EU sanctions: Commission publishes recommendations on assessing and countering sanctions breach risks

The European Commission has published guidance to help European businesses properly identify, assess and understand the potential risks of sanctions evasion and how they can avoid it.

The European Commission (EC) stated that this guidance aims to provide a general overview of what EU operators should do when carrying out due diligence as required by current EU legislation.

“According to EU law, EU operators are required to exercise due diligence to ensure that their business partners do not exceed EU sanctions when trading with third countries,” the Commission’s press release emphasizes.

In fact, the recommendations presented are a practical guide explaining the sequential steps that EU operators should follow when conducting a strategic risk assessment.

“This should reduce the impact on sanctions evasion plans as much as possible. Guidance is also provided to European operators most exposed to this risk on the application of enhanced due diligence, in particular by providing best practices for assessing business partners, transactions and goods” – stated in the instructions.

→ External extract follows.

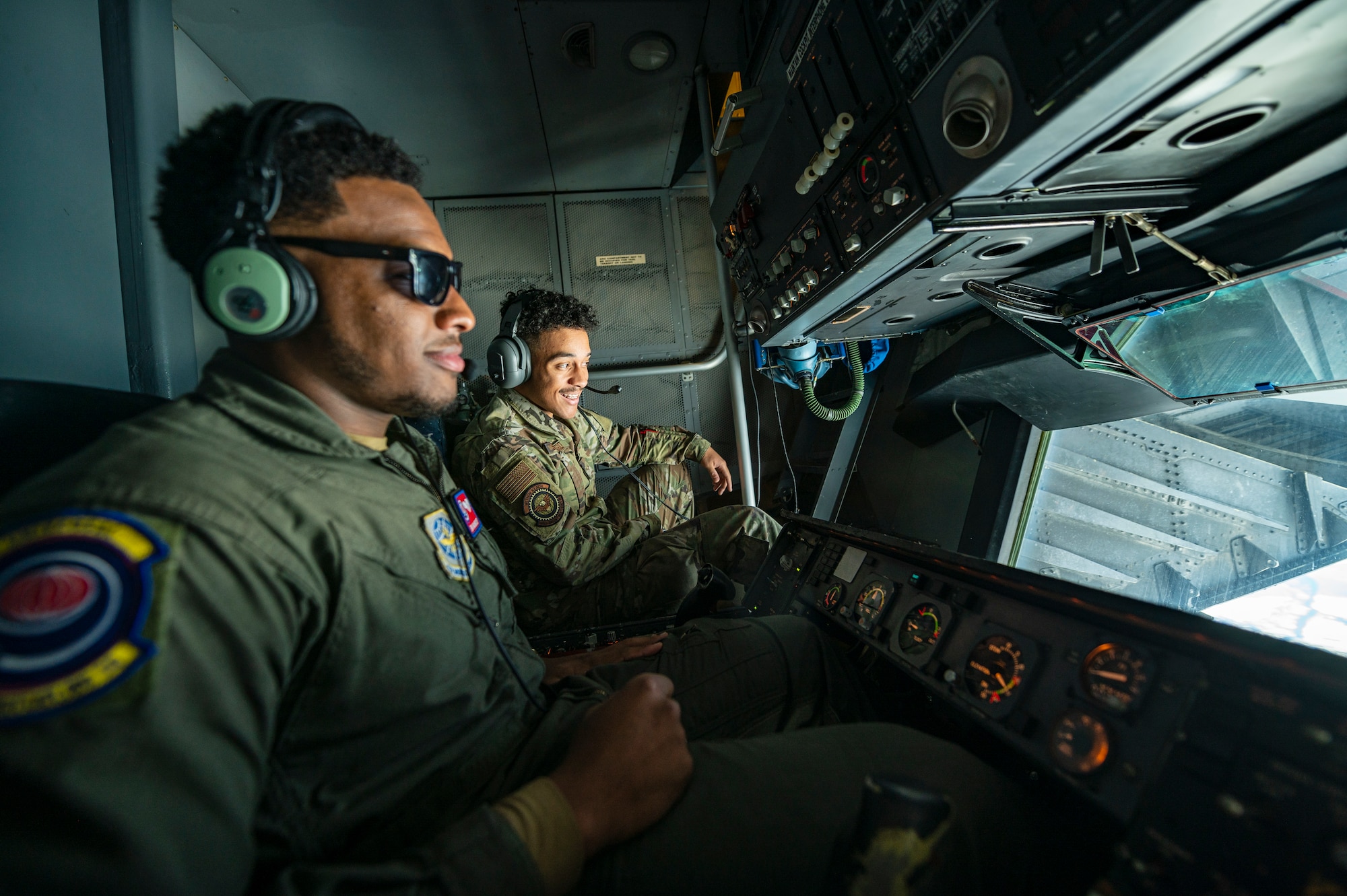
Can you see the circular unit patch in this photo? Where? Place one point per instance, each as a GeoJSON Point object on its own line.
{"type": "Point", "coordinates": [542, 505]}
{"type": "Point", "coordinates": [75, 595]}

The recommendations also include a list of warnings (so-called red flags) that concern business partners and customers and are indicators of warnings about possible risks at the stage when a commercial relationship with a new trading partner is just beginning.

The report states that the European Union has implemented unprecedented restrictive measures in response to Russia’s war against Ukraine and Belarus’ involvement in that war.

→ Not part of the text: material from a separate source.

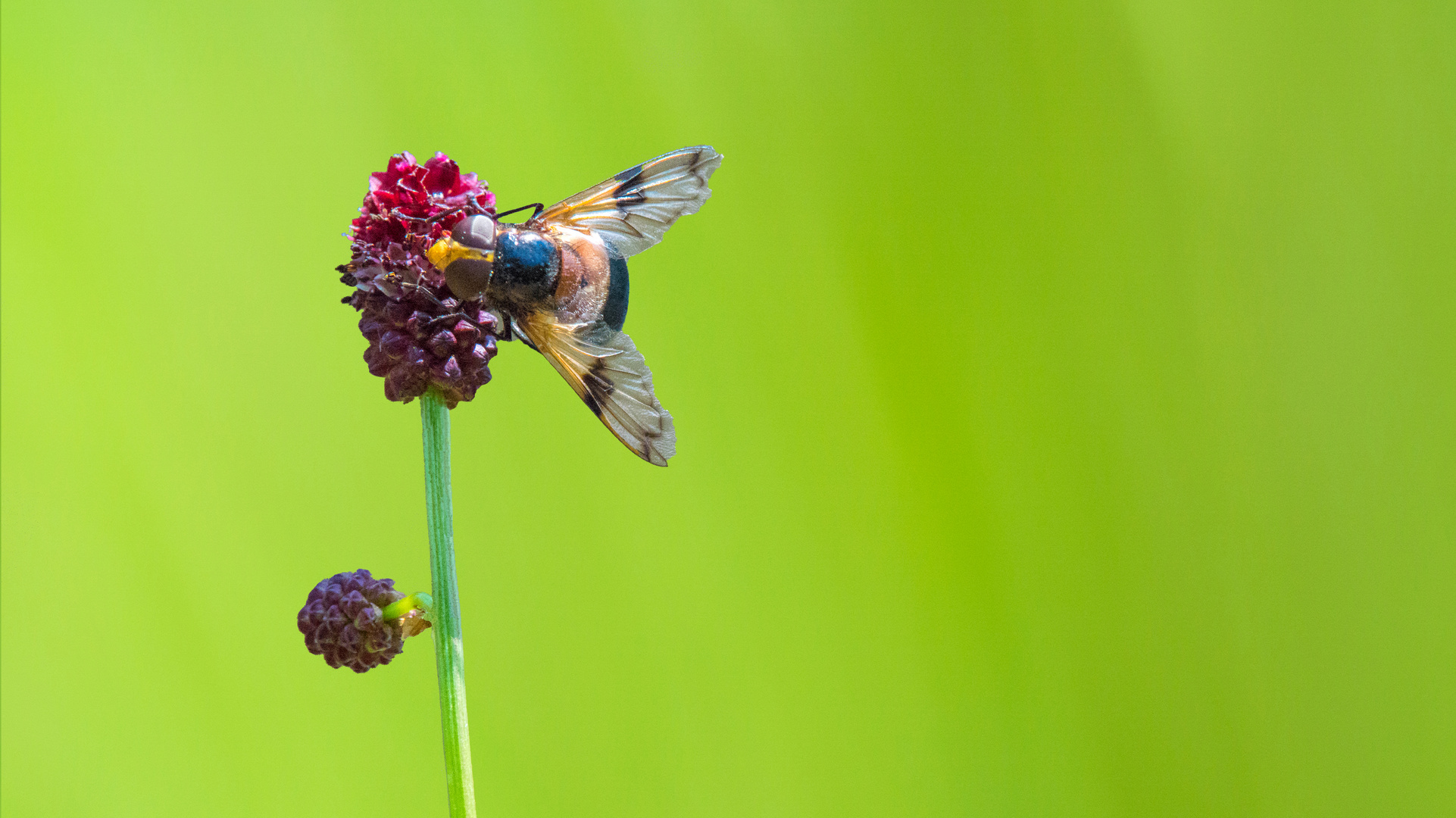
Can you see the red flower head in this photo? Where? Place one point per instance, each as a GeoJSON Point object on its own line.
{"type": "Point", "coordinates": [418, 334]}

“Faced with the scale of these sanctions, Russia is implementing increasingly complex plans and methods to circumvent these measures. Using such complex methods, Russia is trying to obtain goods that its military-industrial complex desperately needs to continue its war of conquest against the people of Ukraine.” ,” the statement states.

But as Mairead McGuinness, Commissioner for Financial Services, Financial Stability and Capital Markets Union, stressed, the EU’s support for Ukraine is unwavering.

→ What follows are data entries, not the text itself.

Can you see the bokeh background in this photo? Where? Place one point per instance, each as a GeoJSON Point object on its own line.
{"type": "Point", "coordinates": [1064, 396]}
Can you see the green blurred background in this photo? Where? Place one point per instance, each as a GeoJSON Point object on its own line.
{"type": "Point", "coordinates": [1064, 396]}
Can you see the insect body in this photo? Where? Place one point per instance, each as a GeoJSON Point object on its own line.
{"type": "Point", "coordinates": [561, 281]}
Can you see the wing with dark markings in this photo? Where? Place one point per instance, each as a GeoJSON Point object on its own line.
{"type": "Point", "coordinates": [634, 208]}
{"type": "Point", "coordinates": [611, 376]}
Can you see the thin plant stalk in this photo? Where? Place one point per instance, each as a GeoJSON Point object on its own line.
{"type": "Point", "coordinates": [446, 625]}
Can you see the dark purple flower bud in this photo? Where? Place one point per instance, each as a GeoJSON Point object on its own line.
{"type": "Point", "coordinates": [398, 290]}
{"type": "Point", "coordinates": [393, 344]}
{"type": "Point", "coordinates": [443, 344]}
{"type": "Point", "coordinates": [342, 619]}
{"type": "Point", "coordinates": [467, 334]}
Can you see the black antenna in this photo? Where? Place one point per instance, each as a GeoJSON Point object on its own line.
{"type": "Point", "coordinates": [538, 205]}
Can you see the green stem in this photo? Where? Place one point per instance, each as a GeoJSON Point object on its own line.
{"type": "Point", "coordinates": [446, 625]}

“EU sanctions are having a real impact on Russia’s ability to fight, and so Russia is desperately looking for ways to get around them. The ways in which Russia will get around our restrictions are becoming increasingly complex and opaque. So this practical guide addresses the concerns of European exporters.” We help them recognize it and reduce the risk of evading sanctions,” the European official testified.

Let’s remember this the other day Focus He wrote that the EU has introduced new sanctions against Russians: Russians will not be able to enter EU countries with their own cars and smartphones. The EC also plans to introduce taxes on profits from frozen assets of the Russian Federation.

However, on August 30, The Financial Times reported that Russia still imports significant amounts of liquefied gas into the EU and that the Russian economy is recovering despite the sanctions.